Know Your GBBS History: Sweet Dough Week
Our latest series runs down the truth behind the popular bakes featured on The Great British Baking Show. This week: Sweet Dough!
Sweet Doughs
Sweet doughs are the dessert variation on Bread Week. With Paul Hollywood staking his reputation as the Bread Master, the show felt having just Bread Week for him wasn't enough. Sweet Dough Week lasted two seasons: this one and the next (which we in the US know as Season 2). After that the show began branching out with "Advance Dough" or "Batter."
Sweet Buns
The most well known of the Sweet Dough family, these sugar breakfast bakes are also known as "Sweet Rolls" or "Sweet Breads." The U.K. varieties encompass everything from the hot cross buns of the Middle Ages, to the Chelsea bun which came into vogue in the 18th century, to the Scottish cream bun most Americans think of as High Tea fare.

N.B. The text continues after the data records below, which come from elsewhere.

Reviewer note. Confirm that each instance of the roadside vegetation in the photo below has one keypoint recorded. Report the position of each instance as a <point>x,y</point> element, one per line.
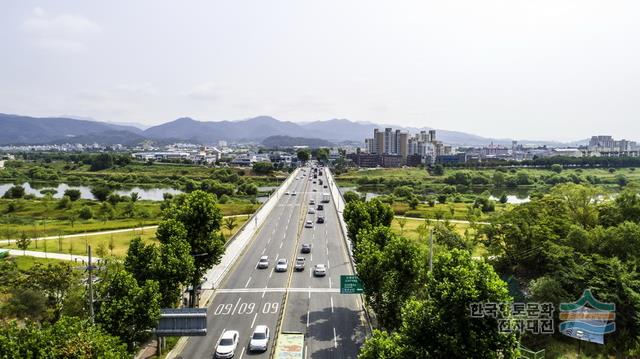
<point>548,250</point>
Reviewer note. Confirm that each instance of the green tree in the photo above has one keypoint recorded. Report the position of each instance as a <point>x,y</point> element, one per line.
<point>101,193</point>
<point>23,242</point>
<point>69,337</point>
<point>124,308</point>
<point>73,194</point>
<point>351,196</point>
<point>366,215</point>
<point>230,224</point>
<point>201,219</point>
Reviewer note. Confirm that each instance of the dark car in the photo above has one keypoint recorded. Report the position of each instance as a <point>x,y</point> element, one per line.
<point>306,248</point>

Chelsea buns were the go-to in the Signature bake this week. Inspired by the fruit and cinnamon buns which had been popular breakfast fare for centuries, this forerunner to the modern cinnamon roll sold in groceries everywhere is the one most associated with the U.K., even though their biggest fans during the time period were the members of the German House of Hanover.
Jam Doughnut
Known everywhere else as the Jelly Donut, the Berliner was invented in the area which would become known as Germany in the late 1400s. The first record of the "Gefüllte Krapfen," which was basically a jam sandwich fried in lard, was published in 1485. With slavery in the New World, the availability of sugar in Europe spiked and prices dropped in the 1600s, making the doughnut far more widely available in urban areas.

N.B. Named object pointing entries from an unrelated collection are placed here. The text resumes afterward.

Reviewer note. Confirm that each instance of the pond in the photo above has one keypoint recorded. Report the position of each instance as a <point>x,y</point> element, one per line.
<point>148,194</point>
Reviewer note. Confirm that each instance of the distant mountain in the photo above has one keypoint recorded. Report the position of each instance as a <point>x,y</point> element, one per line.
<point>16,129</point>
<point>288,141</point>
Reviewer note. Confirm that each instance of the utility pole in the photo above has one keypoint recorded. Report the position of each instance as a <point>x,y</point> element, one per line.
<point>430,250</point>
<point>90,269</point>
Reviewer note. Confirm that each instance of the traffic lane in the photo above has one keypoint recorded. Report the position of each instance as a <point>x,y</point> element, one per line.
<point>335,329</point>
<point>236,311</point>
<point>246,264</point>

But it wasn't until the 1750s when a baker from Berlin was hired to become the chief cook for the Prussian army and began frying gobs of dough with jam inside, that the stuffed donut became popularized and associated with what is now the capital city of Berlin. Since then the recipe has slowly morphed into the jelly doughnut, a fried dough ball stuffed with jam, available at your local Krispy Kreme.
Celebratory Loaves
In America, we would think of this as a cousin of the King Cake served on Fat Tuesday, but in the U.K. the "celebratory loaf" is a dish served around either the Christmas or Easter holiday. This episode gave us examples of both, with the German Stollen and the springtime Brioche. Ryan made the Cantonese cousin of the dish known as the Cha Siu Bao.

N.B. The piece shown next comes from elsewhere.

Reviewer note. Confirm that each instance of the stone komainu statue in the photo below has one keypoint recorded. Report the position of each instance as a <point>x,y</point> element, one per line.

The Stollen was popularized in England under Victoria, who basically invented the modern Christmas by adopting many of her beloved Albert's German traditions. The Brioche is French, dating back as far as 1404, though the butter-flour ratio we think of today stems from the time of excess under Louis XIV. As for the Cha Siu Bao, the sweet version of the steamed bun supposedly has existed for centuries, served in Guangzhou, the city at the eastern end of the Silk Road.